Calendly vs Square Appointments for NYC Service Shops
Calendly suits solo consultants who book calls. Square Appointments suits shops with staff, chairs, deposits, and no-shows. Here is how to pick for NYC.
Short answer: Calendly is for people who sell their time in meetings. Square Appointments is for shops with staff, chairs, and services. A solo consultant booking calls should take Calendly. A barbershop, salon, studio, or clinic should take Square Appointments, especially if no-shows are eating real money.
Two tools for two different jobs
People lump these together because both are "booking links." They are not the same animal. Calendly is a link that lets someone grab time on your calendar. It is brilliant at exactly that. Square Appointments is closer to a front desk: services, staff schedules, client history, reminders, and payment, all in one system.
Pick by the shape of your business, not by which name you heard first.
If you work alone and sell your time
Calendly was built for you. It connects to your Google or Outlook calendar and only offers times you are truly free. It adds buffer time between calls so you can breathe. It drops a video call link into every booking on its own.
- Good if: you are a consultant, lawyer, accountant, coach, or agency owner who books calls and meetings.
- Good if: your bookings come from a link in your email signature, your website, or an ad.
- Skip if: customers pick a specific person, a specific service, and a specific chair. That is not a meeting. That is a shop.
If you have staff, chairs, or rooms
Square Appointments thinks like a shop. Every staff member gets their own calendar. Every service gets its own length: a fade is not a color treatment, and the calendar knows it. Clients can pick their person, and regulars rebook the same person in a few taps.
Because it is part of Square, the booking system and the checkout are one system. The client who booked online is the same client record you charge at the counter. No retyping, no second list of customers living in a different app.
Deposits and no-shows
This is where the choice gets real for NYC service businesses. An empty chair at 2pm on a Saturday is money you never get back. Square Appointments lets you require a card to book, charge a no-show fee, or take a deposit up front. That policy alone changes customer behavior. People show up for appointments they have a card attached to.
Calendly can collect a payment when someone books, which works fine for paid consultations. But it is built around meetings, not around no-show policy for a room full of chairs. If deposits and no-show fees are the problem you are solving, Square wins this round without much of a fight.
A booking link is not a receptionist, but on a busy Tuesday it is close.
How each one plays with your website
Both give you a hosted booking page and a way to embed booking on your own site. The details matter more than the feature list. A booking button should be one thumb-tap on a phone, sitting where a customer actually looks, and it should not dump people into a clunky flow that asks them to create an account before they see a single open time.
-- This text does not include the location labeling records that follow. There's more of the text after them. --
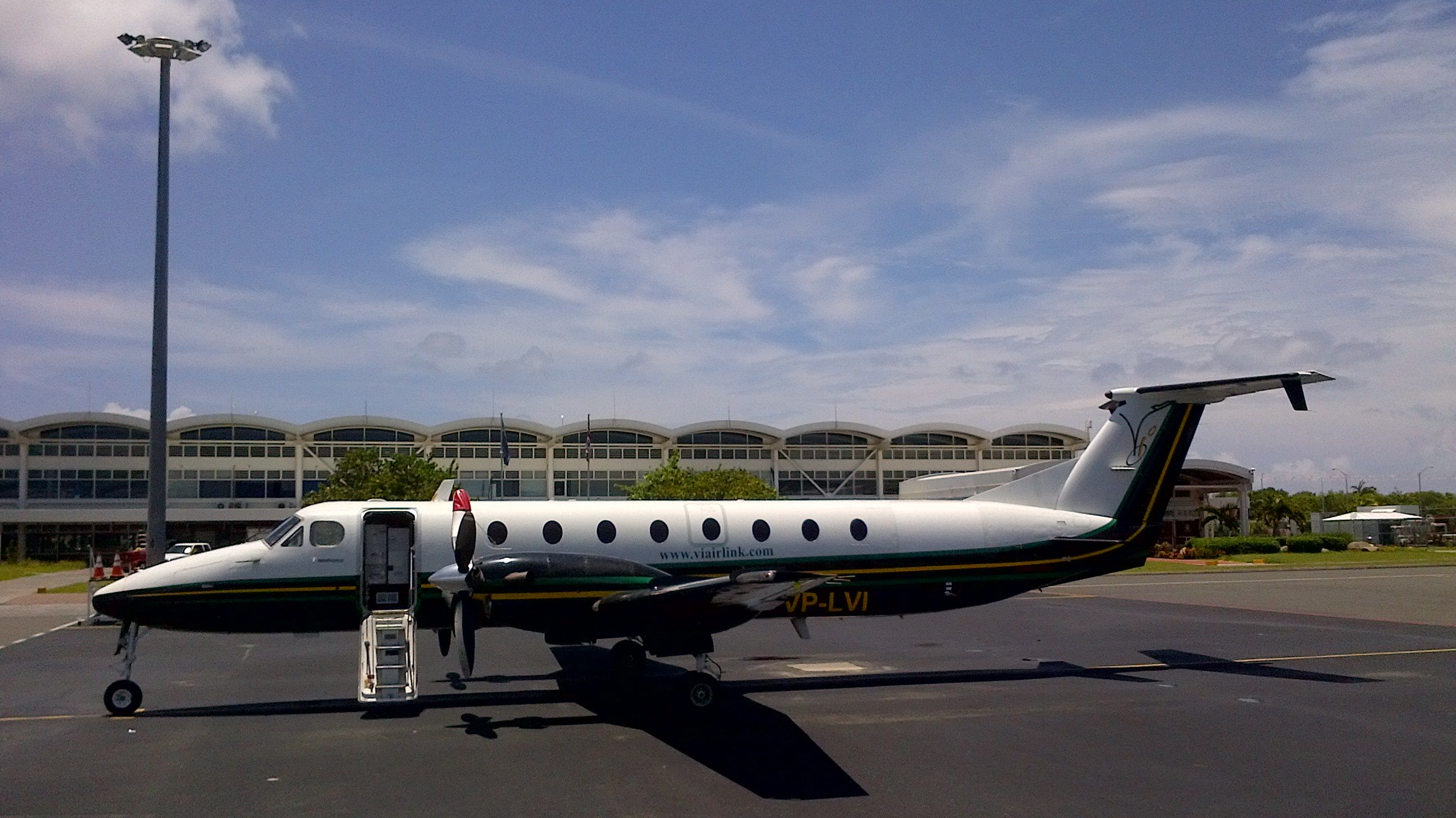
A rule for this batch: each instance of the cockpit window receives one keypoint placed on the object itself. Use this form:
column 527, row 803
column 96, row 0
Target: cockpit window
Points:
column 326, row 533
column 271, row 538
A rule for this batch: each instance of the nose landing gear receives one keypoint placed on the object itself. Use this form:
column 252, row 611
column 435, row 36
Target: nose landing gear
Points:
column 123, row 698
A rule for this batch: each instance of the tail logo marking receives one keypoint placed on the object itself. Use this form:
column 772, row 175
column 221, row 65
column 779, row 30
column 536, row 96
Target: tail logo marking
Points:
column 1142, row 437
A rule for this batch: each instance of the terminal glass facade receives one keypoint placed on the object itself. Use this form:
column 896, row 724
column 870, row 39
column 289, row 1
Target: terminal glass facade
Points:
column 235, row 476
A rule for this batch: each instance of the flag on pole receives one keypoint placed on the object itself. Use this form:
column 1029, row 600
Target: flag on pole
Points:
column 506, row 444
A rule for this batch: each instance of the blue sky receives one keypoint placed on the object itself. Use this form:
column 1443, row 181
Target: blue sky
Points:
column 893, row 213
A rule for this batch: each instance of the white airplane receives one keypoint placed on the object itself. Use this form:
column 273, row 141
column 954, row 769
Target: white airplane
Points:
column 666, row 575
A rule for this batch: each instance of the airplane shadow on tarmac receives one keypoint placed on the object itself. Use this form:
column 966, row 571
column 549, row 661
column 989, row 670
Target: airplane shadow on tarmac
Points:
column 747, row 743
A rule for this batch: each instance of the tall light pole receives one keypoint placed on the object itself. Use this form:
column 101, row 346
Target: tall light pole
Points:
column 166, row 50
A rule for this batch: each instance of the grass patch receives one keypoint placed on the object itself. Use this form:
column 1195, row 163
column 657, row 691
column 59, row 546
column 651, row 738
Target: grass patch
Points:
column 33, row 567
column 1386, row 556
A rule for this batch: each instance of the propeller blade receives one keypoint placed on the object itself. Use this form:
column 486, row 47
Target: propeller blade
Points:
column 465, row 631
column 462, row 533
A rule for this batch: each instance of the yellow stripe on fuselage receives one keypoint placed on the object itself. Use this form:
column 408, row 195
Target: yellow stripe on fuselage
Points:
column 276, row 590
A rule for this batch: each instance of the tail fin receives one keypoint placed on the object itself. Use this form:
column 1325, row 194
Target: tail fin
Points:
column 1129, row 469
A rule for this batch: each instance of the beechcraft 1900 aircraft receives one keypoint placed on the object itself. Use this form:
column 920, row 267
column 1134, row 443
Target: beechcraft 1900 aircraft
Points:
column 666, row 577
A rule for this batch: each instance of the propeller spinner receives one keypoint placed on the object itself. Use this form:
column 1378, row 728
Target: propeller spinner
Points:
column 462, row 530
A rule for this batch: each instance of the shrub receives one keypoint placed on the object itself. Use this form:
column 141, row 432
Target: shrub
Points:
column 1211, row 548
column 1312, row 543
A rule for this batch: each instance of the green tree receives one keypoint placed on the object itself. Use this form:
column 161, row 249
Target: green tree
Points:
column 365, row 474
column 672, row 481
column 1225, row 519
column 1270, row 510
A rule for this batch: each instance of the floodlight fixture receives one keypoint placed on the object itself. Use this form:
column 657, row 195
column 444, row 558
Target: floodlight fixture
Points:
column 165, row 47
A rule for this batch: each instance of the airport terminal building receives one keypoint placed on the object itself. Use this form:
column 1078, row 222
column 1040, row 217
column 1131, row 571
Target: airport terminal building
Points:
column 79, row 481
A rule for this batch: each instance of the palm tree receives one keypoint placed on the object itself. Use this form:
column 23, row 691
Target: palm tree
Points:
column 1225, row 520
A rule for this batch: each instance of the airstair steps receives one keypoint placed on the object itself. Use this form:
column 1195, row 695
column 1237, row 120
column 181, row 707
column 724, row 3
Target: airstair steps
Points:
column 388, row 658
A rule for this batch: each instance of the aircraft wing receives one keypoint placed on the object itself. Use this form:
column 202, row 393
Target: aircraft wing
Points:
column 756, row 592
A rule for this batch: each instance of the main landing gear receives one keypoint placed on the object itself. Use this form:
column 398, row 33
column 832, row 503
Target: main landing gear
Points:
column 701, row 688
column 124, row 696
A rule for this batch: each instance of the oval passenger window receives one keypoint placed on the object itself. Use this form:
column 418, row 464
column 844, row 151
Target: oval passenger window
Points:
column 761, row 530
column 326, row 533
column 495, row 531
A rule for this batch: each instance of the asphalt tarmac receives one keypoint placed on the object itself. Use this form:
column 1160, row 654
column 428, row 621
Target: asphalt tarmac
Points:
column 1181, row 702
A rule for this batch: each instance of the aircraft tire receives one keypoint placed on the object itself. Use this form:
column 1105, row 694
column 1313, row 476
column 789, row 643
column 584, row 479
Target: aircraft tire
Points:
column 628, row 660
column 123, row 698
column 701, row 693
When we build custom local websites, we wire the booking tool into the site so the handoff is smooth: tap, pick a time, done. Whichever tool you choose, test the whole path on your own phone before you send it to customers.
At a glance
| Your situation | Better fit | Why |
|---|---|---|
| Solo consultant booking calls | Calendly | Calendar sync, buffers, video links |
| Barbershop or salon with staff | Square Appointments | Staff calendars, services, client history |
| No-shows are costing you | Square Appointments | Card on file, deposits, no-show fees |
| Booking sales calls from ads | Calendly | Fast link-to-calendar flow |
| Checkout happens in person | Square Appointments | Booking and payment are one system |
Lock-in: how hard is it to leave?
Worth knowing before you commit. Calendly holds very little of your business hostage. Your calendar was always yours; turn Calendly off and you still have every event. Leaving is easy.
Square is stickier. Your client list, appointment history, and cards on file live inside Square. You can export your client list, but saved cards do not move to another company, and history exports are never as clean as they sound. That is not a reason to avoid Square. It is a reason to choose it on purpose. The stickiness also buys you a lot: one system instead of three or four subscriptions duct-taped together, which is exactly the kind of pile-up we untangle in our guide to cutting monthly software bloat.
When a client asks us this question during business systems work, we look at four things: who books (one person or many), what they book (a call or a service), what a no-show costs, and where payment happens. Answer those four and the tool usually picks itself. The setup is the part people skip, and the setup is where the results come from: reminder timing, deposit rules, and a booking button customers can actually find.
Common questions
Can I use Calendly for a barbershop or salon?
You can, but you will fight it. Calendly thinks in meetings, not in chairs, staff, and services with different lengths. Square Appointments was built for exactly that shape of business.
Do these tools actually stop no-shows?
They cut them down a lot. Automatic reminders catch the honest forgetters, and asking for a card at booking makes people take the slot seriously. Nothing gets no-shows to zero.
Which one works better on my website?
Both can live on your site as a button or an embedded calendar. The real test is on a phone: booking should take a few taps, not a new account and five screens. We test that on real phones before we call it done.